Tuberculosis (TB) is the leading cause of death from a single bacterial infectious agent and is one of the most relevant issues of public health. Another pandemic disease is type II
diabetes mellitus (T2D) that is estimated to affect half a billion people in the world. T2D is directly associated with
obesity and a sedentary lifestyle and is frequently associated with immunosuppression. Immune dysfunction induced by
hyperglycemia increases
infection frequency and severity. Thus, in developing countries the T2D/TB co-morbidity is frequent and represents one of the most significant challenges for the health-care systems. Several immunoendocrine abnormalities are occurring during the chronic phase of both diseases, such as high extra-adrenal production of active
glucocorticoids (GCs) by the activity of 11-β-hydroxysteroid
dehydrogenase type 1 (11-βHSD1). 11-βHSD1 catalyzes the conversion of inactive
cortisone to active
cortisol or
corticosterone in lungs and liver, while 11-β-hydroxysteroid
dehydrogenase type 2 (11-βHSD2) has the opposite effect. Active GCs have been related to
insulin resistance and suppression of Th1 responses, which are deleterious factors in both T2D and TB. The anabolic adrenal
hormone dehydroepiandrosterone (
DHEA) exerts antagonistic effects on GC signaling in immune cells and metabolic tissues; however, its
anabolic effects prohibit its use to treat immunoendocrine diseases. 16α-bromoepiandrosterone (BEA) is a water miscible synthetic
sterol related to
DHEA that lacks an
anabolic effect while amplifying the immune and metabolic properties with important potential
therapeutic uses. In this work, we compared the expression of 11-βHSD1 and the therapeutic efficacy of BEA in diabetic mice infected with
tuberculosis (TB) (T2D/TB) with respect to non-diabetic TB-infected mice (TB). T2D was induced by feeding mice with a high-fat diet and administering a single low-dose of
streptozotocin. After 4 weeks of T2D establishment, mice were infected intratracheally with a high-dose of Mycobacterium tuberculosis strain H37Rv. Then, mice were treated with BEA three times a week by subcutaneous and intratracheal routes.

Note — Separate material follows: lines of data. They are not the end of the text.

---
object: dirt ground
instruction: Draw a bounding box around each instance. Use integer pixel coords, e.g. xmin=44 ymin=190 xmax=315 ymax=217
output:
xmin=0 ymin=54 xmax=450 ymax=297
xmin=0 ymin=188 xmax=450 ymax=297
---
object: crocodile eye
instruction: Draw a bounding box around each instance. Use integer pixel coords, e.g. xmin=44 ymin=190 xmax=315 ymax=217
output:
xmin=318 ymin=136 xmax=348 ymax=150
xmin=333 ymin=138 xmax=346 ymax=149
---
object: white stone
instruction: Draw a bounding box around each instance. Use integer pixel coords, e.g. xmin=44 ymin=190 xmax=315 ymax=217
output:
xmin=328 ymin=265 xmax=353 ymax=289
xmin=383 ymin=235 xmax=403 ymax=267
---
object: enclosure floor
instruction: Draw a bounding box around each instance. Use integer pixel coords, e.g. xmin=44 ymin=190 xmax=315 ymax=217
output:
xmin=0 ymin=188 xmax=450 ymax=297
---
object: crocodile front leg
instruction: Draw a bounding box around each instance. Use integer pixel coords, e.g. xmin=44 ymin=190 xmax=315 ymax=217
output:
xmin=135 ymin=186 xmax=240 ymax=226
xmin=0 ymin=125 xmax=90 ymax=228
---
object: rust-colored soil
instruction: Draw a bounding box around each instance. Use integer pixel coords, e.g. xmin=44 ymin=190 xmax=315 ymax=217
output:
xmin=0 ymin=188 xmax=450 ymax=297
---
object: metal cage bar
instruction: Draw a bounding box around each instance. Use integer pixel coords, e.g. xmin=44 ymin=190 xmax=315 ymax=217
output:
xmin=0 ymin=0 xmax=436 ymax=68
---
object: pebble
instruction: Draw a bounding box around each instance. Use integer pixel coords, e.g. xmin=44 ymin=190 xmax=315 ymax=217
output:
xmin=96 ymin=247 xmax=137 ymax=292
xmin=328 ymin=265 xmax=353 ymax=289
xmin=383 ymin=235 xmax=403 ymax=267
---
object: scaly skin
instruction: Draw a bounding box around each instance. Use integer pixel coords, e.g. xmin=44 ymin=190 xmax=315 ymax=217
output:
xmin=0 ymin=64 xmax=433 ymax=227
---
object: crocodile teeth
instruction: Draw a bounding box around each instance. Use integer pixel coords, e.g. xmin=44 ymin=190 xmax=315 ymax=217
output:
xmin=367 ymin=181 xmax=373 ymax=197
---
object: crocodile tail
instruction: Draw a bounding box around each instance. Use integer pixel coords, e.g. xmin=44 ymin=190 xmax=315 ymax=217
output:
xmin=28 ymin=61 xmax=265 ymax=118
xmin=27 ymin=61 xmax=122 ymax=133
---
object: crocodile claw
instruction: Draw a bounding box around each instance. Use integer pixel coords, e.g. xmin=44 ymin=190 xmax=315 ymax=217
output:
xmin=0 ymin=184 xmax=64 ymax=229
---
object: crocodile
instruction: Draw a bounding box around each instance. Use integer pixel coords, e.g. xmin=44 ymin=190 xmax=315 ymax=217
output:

Infection with TB increased the expression of 11-βHSD1 and
corticosterone in the lungs and liver of both T2D/TB and TB mice; however, T2D/TB mice developed a more severe
lung disease than TB mice. In comparison with untreated animals, BEA decreased GC and 11-βHSD1 expression while increasing 11-βHSD2 expression. These molecular effects of BEA were associated with a reduction in
hyperglycemia and
liver steatosis, lower lung bacillary loads and
pneumonia. These results uphold BEA as a promising effective
therapy for the T2D/TB co-morbidity.